FAILS: with error Expected object (found: "\"label with")
<http://w3id.org/lob/concept/1665> <http://www.w3.org/2004/02/skos/core#altLabel> "label with
\n and an actual new line"@en .
ACTION: @eichmann will run indexer in debug mode to see if line breaks are escaped. If needed, escaping of line breaks will be re-established.
This triple store is small and easy to repair, but it seems like this would be a problem for any authority that has significant quantities of text (e.g. source notes).
ACTION: @sfolsom will look for similar examples in LOC data.

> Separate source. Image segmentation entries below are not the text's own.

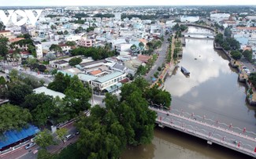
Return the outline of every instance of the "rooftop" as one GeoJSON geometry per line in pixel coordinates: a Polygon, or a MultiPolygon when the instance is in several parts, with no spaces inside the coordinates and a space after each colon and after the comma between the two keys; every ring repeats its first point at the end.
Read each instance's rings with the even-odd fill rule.
{"type": "Polygon", "coordinates": [[[34,92],[35,92],[35,94],[39,94],[39,93],[43,92],[44,94],[51,96],[53,96],[54,98],[57,97],[57,96],[59,96],[61,99],[62,99],[62,98],[64,98],[65,96],[65,94],[63,94],[62,92],[56,92],[56,91],[53,91],[51,89],[49,89],[44,87],[44,86],[35,89],[34,92]]]}
{"type": "Polygon", "coordinates": [[[98,78],[97,77],[91,76],[89,74],[78,74],[77,77],[80,80],[83,81],[89,81],[98,78]]]}
{"type": "Polygon", "coordinates": [[[111,80],[113,78],[117,78],[117,77],[119,77],[119,76],[121,76],[122,74],[123,74],[122,73],[116,71],[116,72],[113,72],[112,74],[103,76],[102,78],[98,78],[98,79],[96,79],[95,81],[98,81],[100,83],[104,83],[104,82],[108,81],[109,81],[109,80],[111,80]]]}

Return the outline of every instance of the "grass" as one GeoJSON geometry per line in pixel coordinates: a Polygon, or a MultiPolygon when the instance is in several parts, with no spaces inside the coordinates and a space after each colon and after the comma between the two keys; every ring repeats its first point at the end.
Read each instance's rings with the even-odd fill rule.
{"type": "Polygon", "coordinates": [[[76,148],[76,143],[68,146],[57,155],[54,155],[53,159],[76,159],[83,158],[83,155],[76,148]]]}

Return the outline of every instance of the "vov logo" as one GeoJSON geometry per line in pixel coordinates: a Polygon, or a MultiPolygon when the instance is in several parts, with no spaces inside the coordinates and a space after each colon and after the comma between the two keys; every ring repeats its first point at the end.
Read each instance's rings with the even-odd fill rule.
{"type": "Polygon", "coordinates": [[[29,20],[32,25],[35,25],[35,23],[40,16],[43,10],[7,10],[9,16],[6,16],[3,10],[0,10],[0,19],[4,25],[7,25],[8,22],[11,19],[13,23],[17,26],[22,26],[28,22],[29,20]],[[35,16],[33,11],[37,13],[35,16]],[[22,17],[20,20],[19,18],[22,17]]]}

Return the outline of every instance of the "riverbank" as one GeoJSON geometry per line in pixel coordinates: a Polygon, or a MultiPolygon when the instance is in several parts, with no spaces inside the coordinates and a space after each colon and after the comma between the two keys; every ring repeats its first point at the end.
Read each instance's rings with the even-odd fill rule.
{"type": "Polygon", "coordinates": [[[248,74],[247,72],[244,71],[243,68],[244,64],[241,61],[235,60],[232,58],[230,52],[224,50],[221,46],[217,46],[215,41],[213,41],[213,47],[215,49],[221,50],[228,58],[230,66],[236,68],[239,71],[238,73],[238,80],[240,82],[243,82],[247,85],[247,100],[250,106],[256,106],[256,91],[255,89],[253,87],[250,82],[248,81],[248,74]],[[249,90],[252,90],[252,93],[250,92],[249,90]]]}

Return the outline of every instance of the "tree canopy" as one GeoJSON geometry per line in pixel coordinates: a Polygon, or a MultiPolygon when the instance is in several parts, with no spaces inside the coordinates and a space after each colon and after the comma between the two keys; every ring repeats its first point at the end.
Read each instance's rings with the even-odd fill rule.
{"type": "Polygon", "coordinates": [[[82,62],[82,59],[80,57],[73,57],[69,61],[69,64],[70,66],[76,66],[82,62]]]}
{"type": "Polygon", "coordinates": [[[242,57],[242,53],[236,50],[231,51],[230,55],[235,60],[239,60],[242,57]]]}
{"type": "Polygon", "coordinates": [[[7,103],[0,107],[0,134],[7,130],[20,130],[32,121],[32,114],[27,109],[7,103]]]}

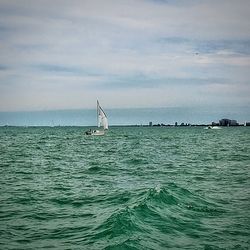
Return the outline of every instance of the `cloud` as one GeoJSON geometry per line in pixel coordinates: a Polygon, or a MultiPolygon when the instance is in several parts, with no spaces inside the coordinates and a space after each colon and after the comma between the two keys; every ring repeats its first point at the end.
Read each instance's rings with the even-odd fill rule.
{"type": "Polygon", "coordinates": [[[0,108],[223,104],[236,85],[248,105],[249,16],[246,0],[2,0],[0,108]]]}

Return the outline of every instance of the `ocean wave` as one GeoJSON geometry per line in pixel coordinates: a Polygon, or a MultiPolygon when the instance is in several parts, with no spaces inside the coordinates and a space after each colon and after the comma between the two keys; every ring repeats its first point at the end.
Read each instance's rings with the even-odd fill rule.
{"type": "Polygon", "coordinates": [[[187,233],[195,238],[206,230],[197,213],[203,213],[202,218],[206,218],[223,212],[218,205],[174,183],[156,186],[140,191],[126,207],[113,212],[96,228],[93,237],[106,239],[107,248],[126,248],[128,242],[130,246],[134,242],[134,249],[148,249],[144,243],[154,234],[158,235],[160,245],[176,247],[172,238],[187,233]]]}

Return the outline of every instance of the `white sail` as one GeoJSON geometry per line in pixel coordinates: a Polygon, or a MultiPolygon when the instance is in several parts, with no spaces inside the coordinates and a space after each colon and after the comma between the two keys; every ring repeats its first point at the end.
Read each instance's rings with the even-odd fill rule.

After scanning a 1,000 source notes in LCNAF, there don't seem to have line breaks: http://services.ld4l.org/fuseki/dataset.html?tab=query&ds=/loc_names#query=PREFIX+madsrdf%3A+%3Chttp%3A%2F%2Fwww.loc.gov%2Fmads%2Frdf%2Fv1%23%3E%0ASelect+%3Fnote%0A%0AWhere+%7B%3Fs+madsrdf%3AhasSource+%3Fp+.%0A++%3Fp+madsrdf%3Acitation-note+%3Fnote+.%0A%0A%0A%7D%0ALimit+1000%0A
Same for the note-like citation source in LCNAF: http://services.ld4l.org/fuseki/dataset.html?tab=query&ds=/loc_names#query=PREFIX+madsrdf%3A+%3Chttp%3A%2F%2Fwww.loc.gov%2Fmads%2Frdf%2Fv1%23%3E%0ASelect+%3Fnote%0A%0AWhere+%7B%3Fs+madsrdf%3AhasSource+%3Fp+.%0A++%3Fp+madsrdf%3Acitation-source+%3Fnote+.%0A%0A%0A%7D%0ALimit+1000%0A.
I'll keep looking.
Patch in place.
Confirmed
Browser Access for Test:
https://lookup-int.ld4l.org/authorities/search/linked_data/ligatus_new_ld4l_cache?q=binding&maxRecords=4&context=false
Monitor Status results in UI:
CURL access directly to wintermute
Selection of n-triples...
Running all the n-triples through a validator shows 0 errors.